Friday, April 2, 2010

Checking Your Baggage At The Door:


A lot of times we get great advice about why a relationship isn't good for us or how we should go about getting out of it and what not...but how often do we hear words of wisdom on how to make sure we don't take that bad relationship with us into the next one? I'm sure many of us don't even realize we're still carrying some of that baggage to our next destination until 1: someone points it out to us or 2: we go to face a problem and realize we're still using the same old crappy tools that didn't work for us the last time.

I truly believe that each real relationship that ever meant something to us even if it didn't work out should result in us being better, stronger, more educated people. You should take the good from it and enhance it, see the bad in it and make sure you don't repeat it. I believe each past relationship should assist in carving the path to the next healthier, better for us, happier relationship. Question is; how does one prevent it from carving into us?

When you allow a bad past relationship to hitch a ride on your back into your next one, you're really not giving that new relationship the chance it deserves. This new guy isn't the old one. You both are different together than you were with the last fella. A new relationship, I feel, should come with its own blank slate and hopefully the things you learned from the past one, good and bad, helped carve the right path that lead you to the new person. But if you look up and see yourself having trust issues because last dude was a liar or have problems with getting close to someone because that other person you were with smothered you 24/7, its time for you to find out where those crappy old relationships bags are hiding and get rid of them!!

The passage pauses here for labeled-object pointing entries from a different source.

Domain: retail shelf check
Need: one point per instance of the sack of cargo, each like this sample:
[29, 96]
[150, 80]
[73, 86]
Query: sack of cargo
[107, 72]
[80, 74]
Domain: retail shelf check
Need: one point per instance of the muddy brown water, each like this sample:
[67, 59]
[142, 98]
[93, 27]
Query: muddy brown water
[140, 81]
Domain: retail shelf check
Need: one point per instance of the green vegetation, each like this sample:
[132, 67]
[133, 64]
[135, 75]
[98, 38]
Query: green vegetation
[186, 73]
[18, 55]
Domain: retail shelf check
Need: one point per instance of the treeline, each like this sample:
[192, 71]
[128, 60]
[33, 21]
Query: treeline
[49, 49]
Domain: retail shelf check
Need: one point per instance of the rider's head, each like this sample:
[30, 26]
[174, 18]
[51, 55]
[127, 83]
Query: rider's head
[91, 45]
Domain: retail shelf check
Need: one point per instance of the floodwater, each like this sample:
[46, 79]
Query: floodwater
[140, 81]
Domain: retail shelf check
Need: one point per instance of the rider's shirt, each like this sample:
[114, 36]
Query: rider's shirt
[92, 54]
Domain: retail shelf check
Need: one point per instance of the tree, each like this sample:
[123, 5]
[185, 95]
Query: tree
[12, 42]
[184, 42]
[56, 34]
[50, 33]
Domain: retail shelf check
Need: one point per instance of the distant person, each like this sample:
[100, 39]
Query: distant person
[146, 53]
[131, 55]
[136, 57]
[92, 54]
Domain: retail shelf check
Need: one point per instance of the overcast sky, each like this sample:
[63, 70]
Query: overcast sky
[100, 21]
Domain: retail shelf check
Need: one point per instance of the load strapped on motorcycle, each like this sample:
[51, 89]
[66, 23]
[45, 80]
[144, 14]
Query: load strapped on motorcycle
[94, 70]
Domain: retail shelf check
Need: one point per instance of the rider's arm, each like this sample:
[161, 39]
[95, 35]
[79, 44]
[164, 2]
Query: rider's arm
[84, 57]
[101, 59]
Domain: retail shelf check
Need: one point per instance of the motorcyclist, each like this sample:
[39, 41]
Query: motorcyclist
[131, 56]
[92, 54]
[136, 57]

Now that we've established what the right thing to do is, how does one go about doing that? A lot of times we're so afraid of the past repeating itself we hold on to those suitcases as a defense mechanism. How does one go about dropped the baggage, breathing, and enter a new relationship like it was our first?

3 comments:

Anonymous said...

....Oh brittany.

Anonymous said...

You go about moving forward by taking a leap of Faith. Nothing ever comes to sleepers but a dream. Everyone wants the big white house with the picket fence. And you know...that's cool. But we must all remember that the joy of that....is the journey it took to get there!

~YeaYa

brit brat said...

Nothing else more profound to write Gustin??

YeaYa, thank you for those words. "Love like you've never been hurt" is easier said than done though.